Informations sur l'animal


*Nom:* MOUCHETTE
*Type:* Chat de Maison
						
						
*Sexe:* Femelle
*Âge:* 8 ans 3 mois 
*N° d'identification:* Oui
*Stérilisé ?* Oui
*Compatible :* 
						
						
						 Chats,
						 Enfants.
						





Situation actuelle


*Lieu :* 01 - Ain
*Situation :* En famille d'accueil








Contact


*E-mail :* merylpinque@yahoo.fr





Conditions


*Covoiturages :* Acceptés
*Familles d'accueil:* Souhaitées




 URGENT  / CHERCHE ASSO + FA ou ADOPTANTS pour MOUCHETTE, petite Chatte  arlequine TRES CÂLINE d'environ 1 an selon la véto, trouvée maigre et  fatiguée au beau milieu d'une route en pleine campagne (actuellement  dans le 01) !

La  belle attend une asso et une famille ! 
*
Elle est chez moi  actuellement mais je ne peux la garder longtemps car mes chiens ne  supportent pas les chats.
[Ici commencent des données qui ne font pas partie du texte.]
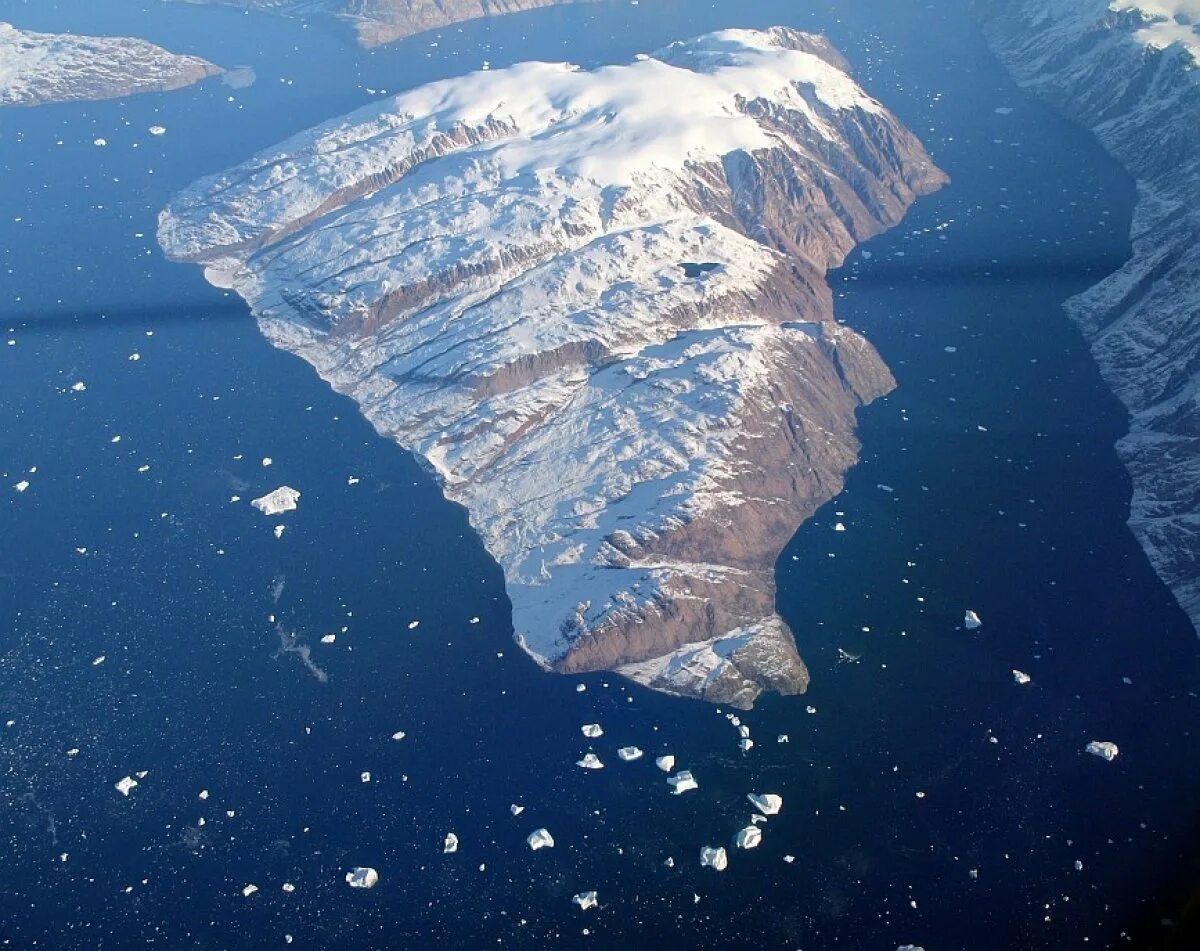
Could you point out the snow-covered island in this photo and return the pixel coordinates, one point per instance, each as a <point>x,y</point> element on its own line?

Je dois donc l'isoler dans une pièce et ce  n'est vraiment pas drôle pour elle...*
Evidemment, elle n'est pas identifiée...
 Je l'ai prénommée MOUCHETTE.

Son FB à partager SVP : https://www.facebook.com/photo.php?f...type=3&theater

Annonce Chat-perdu.org : http://www.chat-perdu.org/211609

----------


## bouletosse

Vous êtes où dans l'ain?

Avez vous essayez l'asso "Les chats libres de Saint Trivier" ?

----------


## Vegane7

Je suis dans le 01 pour un petit moment, et justement, c'est près de Saint-Trivier.
Merci infiniment Bouletosse, je vais les contacter demain et vous tiens au courant.

----------


## bouletosse

Je suis tout près de St Trivier de Courte  aussi   :Smile:

----------


## bouletosse

https://www.facebook.com/lechatlibre.fr?fref=nf

----------


## Vegane7

Merci, je vais leur écrire de ce pas

----------


## Vegane7

Hélas Bouletosse, ils sont blindés  :Frown:

----------


## bouletosse

Mince  :: 

Il vous ont conseillé d'autres solutions, asso...?

- - - Mise à jour - - -

Il y a aussi l'association "Jade" à replonge.

- - - Mise à jour - - -

Je diffuse FB

----------


## Vegane7

Hélas non. J'en déduis qu'ils ne savent pas, sinon ils me l'auraient dit.
Je vais continuer à chercher.

- - - Mise à jour - - -

Merci, je vais les contacter !

----------


## bouletosse

Elle est ok chats, chiens? Difficile à savoir avec tes doudous  :Smile: 

Elle a eu un bilan de santé ou rien du tout?

----------


## arden56

https://www.facebook.com/photo.php?f...type=3&theater

----------


## bouletosse

Aucune solution

----------


## Vegane7

Fa trouvée à Lyon grâce à l'asso Croc-Blanc  
Je l'y emmène la semaine prochaine.

----------


## bouletosse

SUPER

----------


## Vegane7

La FA sera finalement plutôt dans le 38...
Je vous tiens au courant.

Cet après-midi Mouchette a RDV chez le véto pour son test FIV/FELV + identification;

----------


## Vegane7

Mouchette a rejoint sa super famille d'accueil dans le 38 cet après-midi.
Proposée à l'adoption sous asso Croc-Blanc.  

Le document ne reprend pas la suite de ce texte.